Marco Aurélio Bellizze ressaltou que, em razão da múltipla titularidade dos direitos individuais defendidos em ação civil coletiva e das diversas maneiras como a lesão ao direito pode se apresentar para cada um de seus titulares, é impossível que a sentença coletiva estipule todos os elementos necessários para tornar o título judicial imediatamente executável. "Há, desse modo, no âmbito da sentença genérica, deliberação sobre a existência de obrigação do devedor (ou seja, fixação da responsabilidade pelos danos causados), determinação de quem é o sujeito passivo dessa obrigação e menção à natureza desse dever (de pagar/ressarcir; de fazer ou de não fazer, essencialmente)."

Dessa forma, disse o relator, será no momento da liquidação da sentença genérica que os interessados deverão comprovar, individualmente, os efetivos danos que sofreram, bem como a qualidade de vítima, integrante da coletividade lesada pela conduta ilícita reconhecida em sentença. Além disso, o ministro enfatizou que a sentença genérica, uma vez configurado o caráter ilícito da conduta discutida, deve reconhecer a responsabilidade da demandada sem especificar se implica danos materiais ou morais, já que tal delimitação, assim como a comprovação, deverá ser feita pelos interessados na fase de liquidação.

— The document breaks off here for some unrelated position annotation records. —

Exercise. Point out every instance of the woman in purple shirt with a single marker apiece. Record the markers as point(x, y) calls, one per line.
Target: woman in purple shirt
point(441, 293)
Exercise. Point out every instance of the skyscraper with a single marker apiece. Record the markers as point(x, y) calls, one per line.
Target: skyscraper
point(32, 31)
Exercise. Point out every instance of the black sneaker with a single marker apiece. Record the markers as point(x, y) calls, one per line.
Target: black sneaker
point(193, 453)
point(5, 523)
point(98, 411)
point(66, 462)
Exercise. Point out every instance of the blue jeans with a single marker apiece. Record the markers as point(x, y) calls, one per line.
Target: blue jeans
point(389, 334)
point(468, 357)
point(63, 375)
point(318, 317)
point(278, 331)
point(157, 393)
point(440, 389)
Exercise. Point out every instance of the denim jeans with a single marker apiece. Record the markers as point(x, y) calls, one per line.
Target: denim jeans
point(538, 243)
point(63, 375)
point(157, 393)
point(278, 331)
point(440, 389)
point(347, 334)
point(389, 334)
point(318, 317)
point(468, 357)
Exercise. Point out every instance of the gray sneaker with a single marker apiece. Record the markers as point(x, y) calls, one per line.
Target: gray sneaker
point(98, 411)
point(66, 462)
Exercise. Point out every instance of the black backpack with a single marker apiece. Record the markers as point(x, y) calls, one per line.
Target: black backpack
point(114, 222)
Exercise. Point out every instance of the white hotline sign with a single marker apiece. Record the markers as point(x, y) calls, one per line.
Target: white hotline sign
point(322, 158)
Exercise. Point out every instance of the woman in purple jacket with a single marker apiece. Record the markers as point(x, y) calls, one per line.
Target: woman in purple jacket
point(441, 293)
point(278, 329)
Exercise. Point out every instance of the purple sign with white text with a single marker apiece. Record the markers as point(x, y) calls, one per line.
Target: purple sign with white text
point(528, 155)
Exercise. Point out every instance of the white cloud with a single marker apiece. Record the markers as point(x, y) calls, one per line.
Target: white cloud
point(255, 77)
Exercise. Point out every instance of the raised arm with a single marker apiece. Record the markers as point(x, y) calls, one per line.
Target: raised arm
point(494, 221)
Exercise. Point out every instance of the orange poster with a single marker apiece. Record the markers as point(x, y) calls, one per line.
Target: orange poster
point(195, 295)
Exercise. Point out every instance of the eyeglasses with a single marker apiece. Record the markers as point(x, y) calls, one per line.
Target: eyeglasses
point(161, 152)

"Em conclusão, verificado o proceder ilícito da recorrida, reconhece-se a procedência do pedido de reparação de todos os prejuízos suportados pelos segurados advindos da conduta considerada ilegal, sem especificar qual espécie de dano – a ser devidamente alegado e comprovado pelo interessado na fase de liquidação de sentença, garantido o contraditório", afirmou Bellizze ao dar parcial provimento ao recurso do MP.